Even as the coronavirus pandemic rages on, “lockdowns” are easing across different parts of the world. For countries such as Ghana that are amid an election season, issues concerning safe voting practices have taken centre stage in the national political discussion. The time is ripe for our electoral commission to think about how to move forward with voting while keeping everyone safe.
Although many countries are reopening their businesses and their borders, infection rates have remained steady and have even increased in some places, like neighbouring Nigeria. With so much uncertainty on the horizon until a vaccine is made available, the electoral commission should seriously consider reinventing voting, anchored by a transition to digital ballots.
Standing in a lengthy queue to cast a ballot has been the conventional practice of conducting elections in Ghana. In a time where the World Health Organization still recommends people stand at least one metre apart and avoid crowded spaces, it is not advisable to continue with business as usual. Particularly for Ghana, a country with limited health and human resources. The time is now for the electoral commission to consider conducting voting from the comfort of people’s homes with the assistance of technology innovation.
Mobile penetration in Ghana is significantly high, with approximately 80% of Ghanaian adults owning a mobile phone according to Pew research. That is high enough to forge a digital home voting solution which is transparent and verifiably credible; one that the citizens can get on board with. With such a solution, even those in quarantine could exercise their voting mandate. It is hard to imagine a time that we in Ghana have needed the call of technology to address the pressing dilemma of how to cast the ballot in the era of social distancing.
To meet this unprecedented need, the electoral commission needs to take unprecedented action. However, the key questions confronting any government considering a digital home voting model are: Can we trust the digital vote to be infeasible and devoid of fraud and manipulation? Can one trust the digital vote to be counted once for each person? Can the votes be monitored and verified in case of electoral dispute?

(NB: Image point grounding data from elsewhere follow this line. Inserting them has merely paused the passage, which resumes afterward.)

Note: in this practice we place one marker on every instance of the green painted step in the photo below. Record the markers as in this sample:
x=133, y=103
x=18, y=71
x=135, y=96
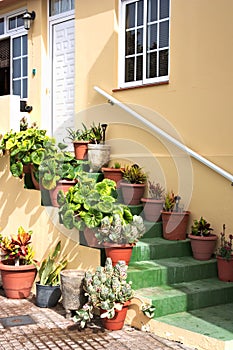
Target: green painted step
x=159, y=248
x=186, y=296
x=214, y=321
x=171, y=270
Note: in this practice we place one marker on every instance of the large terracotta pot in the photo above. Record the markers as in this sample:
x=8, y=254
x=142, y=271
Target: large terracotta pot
x=113, y=174
x=117, y=322
x=119, y=252
x=175, y=225
x=152, y=209
x=203, y=247
x=81, y=149
x=132, y=193
x=225, y=269
x=62, y=185
x=17, y=281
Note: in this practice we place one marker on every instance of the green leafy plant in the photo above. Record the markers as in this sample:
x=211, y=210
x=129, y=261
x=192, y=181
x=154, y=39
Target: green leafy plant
x=49, y=271
x=115, y=230
x=107, y=289
x=156, y=191
x=201, y=228
x=26, y=147
x=172, y=202
x=88, y=202
x=134, y=174
x=225, y=250
x=57, y=166
x=18, y=247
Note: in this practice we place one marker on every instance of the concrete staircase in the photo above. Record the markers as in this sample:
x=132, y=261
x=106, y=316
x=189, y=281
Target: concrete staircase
x=192, y=305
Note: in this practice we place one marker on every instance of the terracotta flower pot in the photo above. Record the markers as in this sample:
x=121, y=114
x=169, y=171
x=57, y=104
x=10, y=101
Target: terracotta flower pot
x=175, y=225
x=225, y=269
x=132, y=193
x=118, y=252
x=117, y=322
x=62, y=185
x=113, y=174
x=81, y=149
x=152, y=209
x=17, y=281
x=203, y=247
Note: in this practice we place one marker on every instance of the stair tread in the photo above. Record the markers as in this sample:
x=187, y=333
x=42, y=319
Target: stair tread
x=213, y=321
x=169, y=262
x=197, y=286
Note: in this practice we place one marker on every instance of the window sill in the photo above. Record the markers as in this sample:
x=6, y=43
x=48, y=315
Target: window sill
x=141, y=86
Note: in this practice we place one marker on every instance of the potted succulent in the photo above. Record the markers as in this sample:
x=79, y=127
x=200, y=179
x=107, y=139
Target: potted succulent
x=225, y=257
x=80, y=139
x=119, y=237
x=98, y=151
x=153, y=205
x=203, y=242
x=59, y=171
x=114, y=173
x=18, y=269
x=174, y=218
x=133, y=184
x=109, y=292
x=48, y=290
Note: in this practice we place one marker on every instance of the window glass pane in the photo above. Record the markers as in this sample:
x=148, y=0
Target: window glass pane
x=20, y=21
x=25, y=88
x=25, y=44
x=139, y=40
x=139, y=68
x=12, y=23
x=129, y=69
x=130, y=16
x=140, y=13
x=152, y=65
x=163, y=62
x=130, y=43
x=17, y=68
x=164, y=9
x=16, y=87
x=164, y=34
x=152, y=37
x=152, y=11
x=17, y=47
x=25, y=66
x=1, y=25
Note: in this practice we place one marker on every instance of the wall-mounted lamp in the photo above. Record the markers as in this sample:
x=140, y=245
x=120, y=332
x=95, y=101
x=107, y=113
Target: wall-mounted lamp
x=27, y=18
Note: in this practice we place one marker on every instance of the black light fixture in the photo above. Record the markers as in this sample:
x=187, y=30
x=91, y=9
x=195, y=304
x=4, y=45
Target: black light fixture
x=27, y=18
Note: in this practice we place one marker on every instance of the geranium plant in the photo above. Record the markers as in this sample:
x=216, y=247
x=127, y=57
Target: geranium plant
x=225, y=250
x=18, y=247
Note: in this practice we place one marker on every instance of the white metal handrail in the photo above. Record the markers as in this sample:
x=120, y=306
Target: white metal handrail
x=179, y=144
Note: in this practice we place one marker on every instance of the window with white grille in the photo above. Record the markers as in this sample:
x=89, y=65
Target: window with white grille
x=144, y=42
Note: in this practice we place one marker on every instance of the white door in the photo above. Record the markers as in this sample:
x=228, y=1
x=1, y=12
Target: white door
x=63, y=62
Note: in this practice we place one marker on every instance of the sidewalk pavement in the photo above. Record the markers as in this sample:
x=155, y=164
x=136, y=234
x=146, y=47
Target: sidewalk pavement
x=23, y=325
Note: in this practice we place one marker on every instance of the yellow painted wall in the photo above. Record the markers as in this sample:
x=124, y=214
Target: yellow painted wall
x=195, y=106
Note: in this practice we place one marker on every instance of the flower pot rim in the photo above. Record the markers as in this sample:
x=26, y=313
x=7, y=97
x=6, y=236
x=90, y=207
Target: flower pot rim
x=7, y=267
x=152, y=200
x=211, y=237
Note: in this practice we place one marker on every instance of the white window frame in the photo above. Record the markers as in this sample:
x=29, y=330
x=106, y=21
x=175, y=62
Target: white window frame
x=121, y=52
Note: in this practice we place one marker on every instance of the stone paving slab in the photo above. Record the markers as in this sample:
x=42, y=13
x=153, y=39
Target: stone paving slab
x=52, y=330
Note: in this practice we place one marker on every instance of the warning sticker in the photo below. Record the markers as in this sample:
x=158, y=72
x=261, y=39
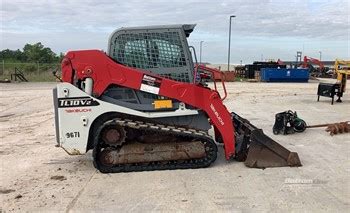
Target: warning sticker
x=150, y=84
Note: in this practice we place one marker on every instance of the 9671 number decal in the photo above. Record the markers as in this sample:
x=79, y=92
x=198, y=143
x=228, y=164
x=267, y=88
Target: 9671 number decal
x=73, y=134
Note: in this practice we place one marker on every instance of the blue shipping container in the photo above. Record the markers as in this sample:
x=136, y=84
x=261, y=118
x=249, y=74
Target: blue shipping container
x=284, y=75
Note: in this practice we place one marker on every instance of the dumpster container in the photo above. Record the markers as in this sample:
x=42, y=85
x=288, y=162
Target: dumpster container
x=284, y=75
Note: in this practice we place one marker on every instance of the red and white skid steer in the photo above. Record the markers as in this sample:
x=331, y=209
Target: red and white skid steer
x=144, y=105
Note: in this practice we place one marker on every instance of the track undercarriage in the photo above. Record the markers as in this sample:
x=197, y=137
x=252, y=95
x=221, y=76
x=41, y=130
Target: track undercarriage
x=124, y=145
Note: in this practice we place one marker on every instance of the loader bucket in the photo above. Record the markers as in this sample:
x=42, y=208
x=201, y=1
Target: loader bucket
x=265, y=152
x=257, y=150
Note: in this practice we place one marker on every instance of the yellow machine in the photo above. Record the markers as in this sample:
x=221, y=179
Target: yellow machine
x=342, y=69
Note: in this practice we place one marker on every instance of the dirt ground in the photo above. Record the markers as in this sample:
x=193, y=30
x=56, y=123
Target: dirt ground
x=37, y=176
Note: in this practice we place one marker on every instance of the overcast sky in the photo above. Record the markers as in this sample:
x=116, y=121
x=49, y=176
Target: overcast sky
x=268, y=29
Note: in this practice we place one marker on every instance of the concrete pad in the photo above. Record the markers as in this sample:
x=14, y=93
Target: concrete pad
x=36, y=176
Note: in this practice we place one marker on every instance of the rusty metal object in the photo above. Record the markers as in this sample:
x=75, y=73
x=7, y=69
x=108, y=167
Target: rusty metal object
x=146, y=152
x=265, y=152
x=342, y=127
x=114, y=135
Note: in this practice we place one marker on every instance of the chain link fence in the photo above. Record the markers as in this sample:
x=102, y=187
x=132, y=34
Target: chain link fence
x=32, y=71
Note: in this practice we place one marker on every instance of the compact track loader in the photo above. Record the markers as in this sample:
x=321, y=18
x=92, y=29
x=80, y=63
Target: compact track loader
x=145, y=105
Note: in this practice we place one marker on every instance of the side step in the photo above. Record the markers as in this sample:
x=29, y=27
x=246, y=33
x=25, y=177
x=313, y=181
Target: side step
x=257, y=150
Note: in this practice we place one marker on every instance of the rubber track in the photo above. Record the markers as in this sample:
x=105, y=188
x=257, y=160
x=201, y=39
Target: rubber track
x=192, y=134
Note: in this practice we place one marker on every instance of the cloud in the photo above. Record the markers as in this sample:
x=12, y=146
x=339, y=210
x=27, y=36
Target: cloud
x=73, y=23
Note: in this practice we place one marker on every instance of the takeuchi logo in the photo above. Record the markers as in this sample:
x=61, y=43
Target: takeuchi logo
x=217, y=114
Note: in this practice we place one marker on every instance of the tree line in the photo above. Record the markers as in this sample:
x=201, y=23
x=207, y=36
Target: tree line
x=31, y=53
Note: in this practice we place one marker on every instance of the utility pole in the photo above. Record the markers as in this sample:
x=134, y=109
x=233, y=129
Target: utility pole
x=229, y=44
x=200, y=52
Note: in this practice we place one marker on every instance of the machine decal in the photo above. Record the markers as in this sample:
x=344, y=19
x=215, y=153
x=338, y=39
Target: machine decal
x=76, y=102
x=217, y=114
x=73, y=134
x=77, y=110
x=150, y=84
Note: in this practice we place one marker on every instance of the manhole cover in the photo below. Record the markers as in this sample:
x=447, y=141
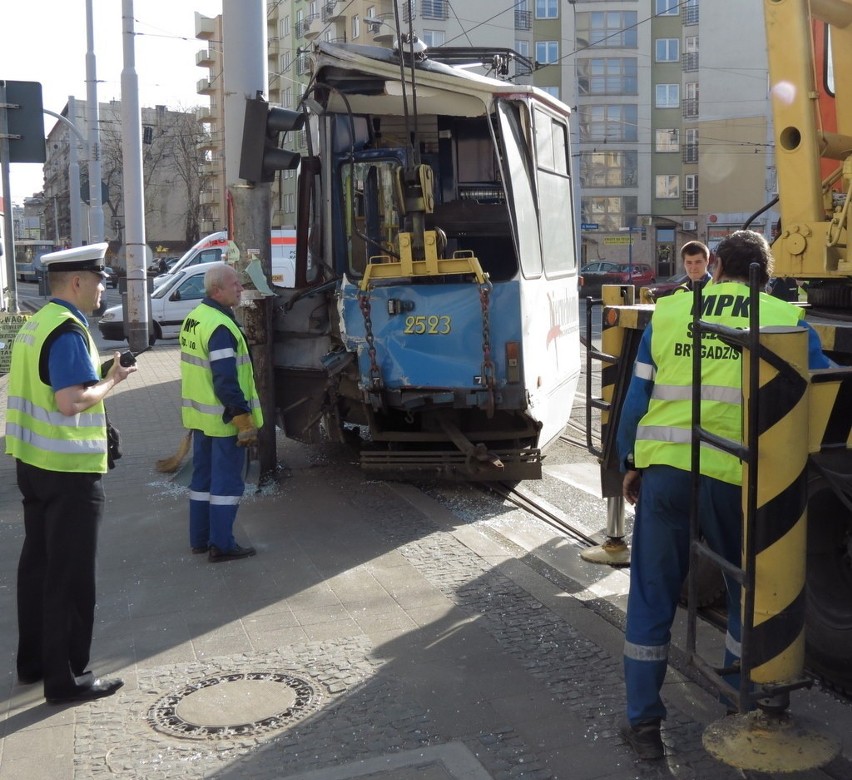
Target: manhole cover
x=234, y=705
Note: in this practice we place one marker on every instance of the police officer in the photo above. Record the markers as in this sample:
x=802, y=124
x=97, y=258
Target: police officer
x=56, y=431
x=654, y=444
x=221, y=407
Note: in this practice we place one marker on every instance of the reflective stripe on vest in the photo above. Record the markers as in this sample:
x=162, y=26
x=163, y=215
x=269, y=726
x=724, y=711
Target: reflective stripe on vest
x=664, y=434
x=200, y=408
x=37, y=433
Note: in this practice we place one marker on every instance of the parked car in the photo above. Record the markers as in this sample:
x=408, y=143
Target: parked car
x=601, y=272
x=170, y=303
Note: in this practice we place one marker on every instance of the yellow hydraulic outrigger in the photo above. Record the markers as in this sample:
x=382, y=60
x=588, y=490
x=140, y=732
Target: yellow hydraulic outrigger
x=815, y=218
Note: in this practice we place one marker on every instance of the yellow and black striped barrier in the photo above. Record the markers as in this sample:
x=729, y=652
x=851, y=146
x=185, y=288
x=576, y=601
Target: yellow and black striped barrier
x=775, y=497
x=777, y=538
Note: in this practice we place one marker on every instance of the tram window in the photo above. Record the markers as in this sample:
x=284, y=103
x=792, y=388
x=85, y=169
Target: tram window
x=557, y=217
x=371, y=214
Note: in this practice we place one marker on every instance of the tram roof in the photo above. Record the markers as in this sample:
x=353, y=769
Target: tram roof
x=369, y=77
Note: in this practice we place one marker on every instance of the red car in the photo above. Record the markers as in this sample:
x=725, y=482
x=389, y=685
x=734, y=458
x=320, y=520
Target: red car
x=601, y=272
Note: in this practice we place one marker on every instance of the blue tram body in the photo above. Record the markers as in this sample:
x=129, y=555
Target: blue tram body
x=435, y=309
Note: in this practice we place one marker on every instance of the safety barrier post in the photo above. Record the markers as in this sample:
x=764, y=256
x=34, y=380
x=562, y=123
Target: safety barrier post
x=619, y=343
x=775, y=466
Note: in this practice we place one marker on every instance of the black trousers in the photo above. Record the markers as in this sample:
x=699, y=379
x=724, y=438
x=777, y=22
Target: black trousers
x=56, y=575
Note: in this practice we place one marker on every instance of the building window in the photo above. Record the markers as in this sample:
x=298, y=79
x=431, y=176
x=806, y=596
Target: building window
x=607, y=76
x=433, y=38
x=668, y=49
x=690, y=148
x=690, y=191
x=690, y=54
x=668, y=186
x=522, y=16
x=608, y=122
x=690, y=12
x=610, y=29
x=611, y=212
x=609, y=169
x=431, y=9
x=690, y=102
x=667, y=96
x=667, y=140
x=547, y=51
x=546, y=9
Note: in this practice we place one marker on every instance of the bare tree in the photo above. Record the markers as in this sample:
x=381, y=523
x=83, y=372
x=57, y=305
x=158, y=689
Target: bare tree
x=171, y=171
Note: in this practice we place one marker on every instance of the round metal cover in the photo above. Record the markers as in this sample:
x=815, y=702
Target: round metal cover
x=234, y=705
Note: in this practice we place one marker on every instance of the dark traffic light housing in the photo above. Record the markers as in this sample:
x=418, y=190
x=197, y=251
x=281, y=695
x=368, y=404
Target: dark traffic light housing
x=261, y=157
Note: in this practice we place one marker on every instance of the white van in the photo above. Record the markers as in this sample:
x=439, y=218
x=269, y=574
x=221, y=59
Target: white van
x=214, y=247
x=209, y=249
x=170, y=303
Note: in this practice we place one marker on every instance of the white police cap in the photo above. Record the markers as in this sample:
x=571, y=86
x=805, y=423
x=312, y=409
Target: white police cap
x=81, y=258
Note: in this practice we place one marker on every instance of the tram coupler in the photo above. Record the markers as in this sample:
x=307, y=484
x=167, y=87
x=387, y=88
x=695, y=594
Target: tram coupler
x=614, y=551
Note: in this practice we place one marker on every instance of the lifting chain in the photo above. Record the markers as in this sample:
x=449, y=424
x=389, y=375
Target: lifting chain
x=375, y=373
x=487, y=363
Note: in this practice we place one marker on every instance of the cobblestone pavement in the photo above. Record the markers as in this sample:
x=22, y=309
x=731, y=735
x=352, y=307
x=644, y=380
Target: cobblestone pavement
x=379, y=634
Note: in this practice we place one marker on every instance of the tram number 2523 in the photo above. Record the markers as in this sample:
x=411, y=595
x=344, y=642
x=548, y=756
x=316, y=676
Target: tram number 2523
x=429, y=325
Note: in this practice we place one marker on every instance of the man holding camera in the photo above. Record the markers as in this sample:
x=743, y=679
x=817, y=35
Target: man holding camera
x=56, y=429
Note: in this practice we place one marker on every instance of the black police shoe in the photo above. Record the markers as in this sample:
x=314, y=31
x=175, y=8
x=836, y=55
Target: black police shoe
x=645, y=739
x=97, y=689
x=235, y=553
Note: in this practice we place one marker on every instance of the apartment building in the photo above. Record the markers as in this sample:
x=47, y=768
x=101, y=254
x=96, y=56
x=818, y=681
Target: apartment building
x=672, y=136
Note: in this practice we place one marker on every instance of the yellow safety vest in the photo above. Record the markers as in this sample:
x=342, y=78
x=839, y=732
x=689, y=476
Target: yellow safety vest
x=201, y=409
x=664, y=434
x=37, y=433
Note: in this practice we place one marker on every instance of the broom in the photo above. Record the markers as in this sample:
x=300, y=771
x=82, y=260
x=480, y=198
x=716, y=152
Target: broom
x=172, y=464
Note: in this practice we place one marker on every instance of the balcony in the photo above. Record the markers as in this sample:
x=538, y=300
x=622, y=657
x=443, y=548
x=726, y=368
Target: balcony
x=205, y=27
x=433, y=9
x=204, y=115
x=381, y=28
x=332, y=11
x=204, y=87
x=313, y=26
x=205, y=58
x=689, y=61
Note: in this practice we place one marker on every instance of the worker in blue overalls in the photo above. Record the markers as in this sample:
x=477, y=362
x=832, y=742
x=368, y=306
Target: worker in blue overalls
x=654, y=444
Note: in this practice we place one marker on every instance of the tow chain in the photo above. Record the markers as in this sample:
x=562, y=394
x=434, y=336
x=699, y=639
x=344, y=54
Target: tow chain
x=487, y=363
x=375, y=373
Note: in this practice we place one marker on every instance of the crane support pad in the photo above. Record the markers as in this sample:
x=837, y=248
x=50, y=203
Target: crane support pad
x=453, y=465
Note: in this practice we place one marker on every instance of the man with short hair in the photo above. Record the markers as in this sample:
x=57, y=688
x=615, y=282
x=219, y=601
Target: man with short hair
x=654, y=441
x=56, y=430
x=696, y=259
x=222, y=409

The big takeaway based on existing data in institutions such as the National Identification Authority (NIA), the National Communications Authority (NCA), and the Electoral Commission (EC) indicate sufficient capacity available to design a neutral solution that would be robust and reliable enough to deny anyone entity from tampering with an innovative system. Ghana is in a position to establish a digital system that is better at securing the people’s votes and ballot boxes than the current system in use.
Amid COVID-19, Ghana is not the only country struggling with how to move forward during a pivotal year. However, we can learn lessons from a country such as Estonia.
For us in Ghana, the channels and infrastructure exist to allow electoral commission to affirm aforementioned concerns and to deliver a home-grown, innovative structural platform that will allow the electorate to cast their ballot without risk of coronavirus infection. Mobile or online voting is the safest, economically viable, most secure, and the best option available to Ghanaians in these times.